This past weekend I had the
pleasure of attending a wedding that wonderfully integrated Pagan and more
traditional motifs, held within a redwood grove, not far from where I
live. The ceremony was a subtle
interweaving of magickal and shamanic principles within a framework that the
bride and groom’s more traditional family members seemed to find very
enjoyable. As I did.
In matters of love, whether
someone is Pagan or Christian, or secular or Muslim is pretty much
irrelevant. They all can come
together to celebrate its triumph and its promise in that field where it most
fully manifests: the relation of one loving being to another. There might well have been vast religious and political differences among the guests, but it did not matter in the celebration of something more basic, more primordial.
It got me to thinking about the
changing nature of marriage within our society. At one time marriage was for many reasons other than love:
economic well-being, raising a family to provide for old age and to further the
line, and for the powerful, cementing political alliances. Marriage for love was even suspect
because love is fleeting, or so makes for a fragile union.
Certainly infatuation is fleeting,
which is why a rapid marriage, made under its influence, often falls apart as
both partners increasingly see their partners for who they are rather than as
fantasies. The same holds for chemistry. Chemistry is certainly a part of a relationship, particularly early on, but it is not sufficient, and love need not depend on it. The pure energy part of relationships fades over time, I think, but the love need not.
The problems of marrying for love are different. Mostly, we are not all that good at it, despite love’s being
a quality that in at least some of its forms is uniquely human. But few are utter failures at it
either, and some people get better with practice. Hopefully this holds for us all.
Even marriages made for love where the
partners ultimately drift away, and ultimately divorce, still can end harmoniously, and
with affection on both sides. I’ve
seen it happen repeatedly. These
marriages are not complete failures by any means.
One of this weekend’s wedding’s most
wonderful elements, one that was new to me, was a time for married guests to
address the bride and groom with insights from their own marriages as to how to
make them last. After they had
done so, they watered a small tree, an oak, blessing it. That tree would later be planted where the couple lived.
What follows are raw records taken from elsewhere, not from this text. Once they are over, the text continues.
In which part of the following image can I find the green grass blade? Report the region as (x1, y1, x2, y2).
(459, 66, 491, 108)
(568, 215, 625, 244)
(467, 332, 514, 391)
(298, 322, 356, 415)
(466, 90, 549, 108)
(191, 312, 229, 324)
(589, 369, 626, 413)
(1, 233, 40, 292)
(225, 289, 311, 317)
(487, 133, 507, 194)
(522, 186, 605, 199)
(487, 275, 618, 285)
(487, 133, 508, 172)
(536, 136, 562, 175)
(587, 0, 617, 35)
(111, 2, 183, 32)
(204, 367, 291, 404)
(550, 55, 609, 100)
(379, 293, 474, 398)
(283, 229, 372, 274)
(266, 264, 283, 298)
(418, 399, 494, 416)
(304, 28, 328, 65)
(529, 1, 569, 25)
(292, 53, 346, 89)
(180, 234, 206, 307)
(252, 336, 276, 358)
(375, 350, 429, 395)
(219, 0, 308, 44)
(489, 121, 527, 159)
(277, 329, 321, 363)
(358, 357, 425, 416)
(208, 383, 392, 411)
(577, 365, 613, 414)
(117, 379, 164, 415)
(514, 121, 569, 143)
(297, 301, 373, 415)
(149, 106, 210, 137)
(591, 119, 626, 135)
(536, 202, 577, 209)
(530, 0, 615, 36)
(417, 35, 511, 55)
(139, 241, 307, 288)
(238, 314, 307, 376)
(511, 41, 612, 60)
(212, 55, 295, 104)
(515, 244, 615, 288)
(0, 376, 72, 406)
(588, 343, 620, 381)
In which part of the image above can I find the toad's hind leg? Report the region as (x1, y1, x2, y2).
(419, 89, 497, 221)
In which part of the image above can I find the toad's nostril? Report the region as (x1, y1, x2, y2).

I loved that ritual, integrating as it
did the human realm with that of nature, and the many kinds of flourishing that
life makes possible.
The ultimate futility of the
current conniptions by so-called defenders of “traditional marriage” came clear
to me during this ceremony. This wedding’s center of gravity was love, not economics, not family, and certainly not
politics. But love is something
that is open ended. The movement
towards gay men and women being able to marry one another is the ultimate
outcome of this logic. And more
power to them. This is why the childless Limabugh and others are forced to argue that marriage exists to raise children, ignoring their own behavior in the process.
The traditionalists’ worry that
its logic leads to marrying animals shows them for their complete inability to
understand mature human love. In a
way, that so many could make such a claim suggests how far they themselves are
from understanding or perhaps experiencing love for another. They are representatives of a fading
past where marriage was made for reasons other than love, and that so few
actually walk their talk in their personal lives suggests that day is
done. The issue is whether we can
grow into a new and finer way of relating, or not.
Perhaps in this portion of life we
as a people are actually making progress.
This weekend it was easy to think so.